We at nonlinear.ai love the cloud. That said, some of our customers can’t or don’t want to use the cloud for various reasons. Nevertheless they want to use their data in the best possible way. For these cases we propose on-prem solutions which make heavy use of various open source technologies. In fact most cloud providers use the exact same technologies under the hood of their products.
Our proposal makes use of industry best practices and solutions which are considered as de facto standards. Keep in mind that this is just one possible solution. Every company's demands, prior knowledge, resources and already existing systems differ. The prefered machine learning platform should be strongly tailored towards a particular company's needs.
Technology is just one side of the coin. Engineering culture and processes play an equally important role in order to become a successful data driven company.
A picture is worth a thousand words so here is our on-premises open source ML platform (click to enlarge):
Below you’ll find a brief summary of the single components and how they integrate with each other. Don’t hesitate to contact us if you would like to hear more details. We’re always happy to share our experiences.
Setting up and maintaining all of the mentioned solutions is a lot of work. Kubernetes can help to substantially reduce this complexity. Kubernetes also simplifies setting up continuous deployment and the GitOps workflow.
Besides source version control GitLab offers pipelines to quickly setup continuous integration and continuous deployment. On top of that you get artifact repositories, container registries and environment variables. GitLab also integrates very well with Kubernetes through the GitLab Kubernetes Agent which can be used to set up a pull based GitOps workflow. You might want to have a look at Argo CD and Flux for an alternative to the GitLab Kubernetes Agent.

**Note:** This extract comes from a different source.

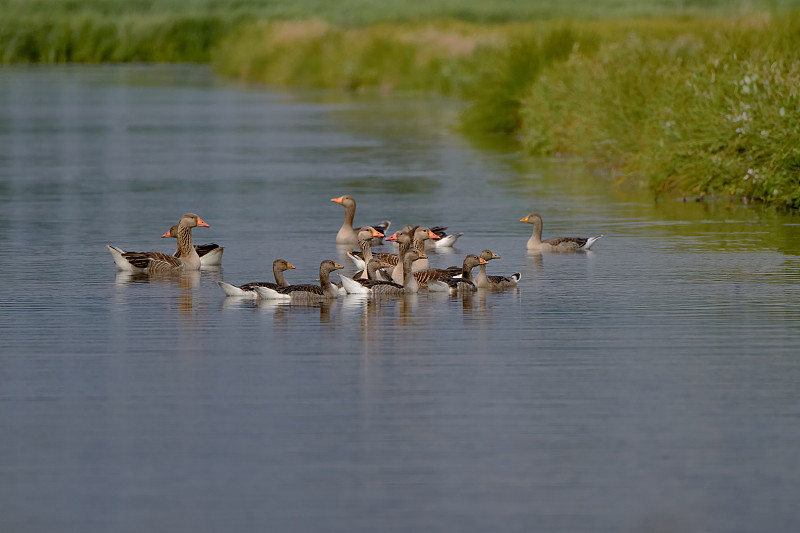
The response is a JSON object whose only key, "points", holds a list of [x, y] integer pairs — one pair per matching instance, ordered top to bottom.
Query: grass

Infrastructure as code has many advantages. It guarantees that multiple environments such as dev, stage and prod do not diverge and can be used to spin up testing environments on the fly. It helps reduce human errors and thus increases security.
Helm on the other hand can be briefly described as a package manager for Kubernetes. You’ll find Helm charts for almost all popular open source products. Helm therefore substantially simplifies setting up the technologies mentioned in this article.
All systems from APIs to machine learning models should log meaningful information. This allows us to trace down errors as well as inform us about the state of an application. The Elastic Stack centralizes logs from various systems, indexes them and makes them accessible through a nice graphical user interface.
Applications in production need to be monitored for their health. This allows engineers to quickly act in case of or even before errors occur. Typical metrics for services are memory, disk and cpu utilization as well as access metrics such as the fraction of successful vs. faulty requests and the response latency.
Machine learning models in production need to be monitored, too. Metrics such as the fraction of positive or negative predictions or the mean and variance of feature columns help detect concept drifts and determine when to retrain a model.
Every application needs to handle secrets such as access credentials. For early stage companies GitLab’s environment variables may be a sufficient solution for handling those secrets.
Mozilla's SOPS is an alternative solution. It’s basically a tool to only encrypt the values of a key-value file. This makes the encrypted files still human readable and easily handable by git diff. The encrypted secrets can be stored as part of your source code and then decrypted at runtime.
For larger enterprises with more complex needs HashiCorp’s Vault may be an even better solution. It offers features such as dynamic secrets, a secret storage, identity plugins, detailed audit logs as well as the possibility to lease and revoke secrets.
A data driven organization needs to be able to experiment with their data as fast as possible. Jupyter notebooks became the de facto standard for this task. JupyterHub is an extension to manage multi user usage of Jupyter notebooks.
Building machine learning models means running a lot of experiments. MLFlow keeps track of used parameters and the resulting metrics of single experiments. It also acts as a model registry.
TensorBoard on the other hand can be used to monitor train metrics such as the value of the objective function over the training process.
Flask is a “micro” web framework and can be used to write backend prediction APIs. There are many more solutions which are equally suited for writing APIs. Flask’s advantage is that it’s a Python framework: most data scientists know Python and use Python frameworks to build predictive models. Model deployment thus becomes way easier in Python than in other languages.
Superset is a more traditional drag and drop solution based around SQL. It’s great for creating BI dashboards and analytical tasks.
Dash on the other hand allows writing rich, interactive frontend applications only using Python. Under the hood it's using other open source frameworks such as Flask, Plotly.js and React. Dash applications can therefore be fully customized.
Spark is a distributed data processing solution. It is therefore particularly suited for big data applications which either deal with large data sizes and / or high frequency of data.
However, most companies do not deal with big data (yet). For them Pandas is a more than valid solution which can be briefly described as a Python library for data processing.
Single data processing steps are usually combined into bigger data pipelines. These data pipelines can be modeled as directed, acyclic graphs. Airflow is a great tool to manage these pipelines and provides integrations to many popular data tools.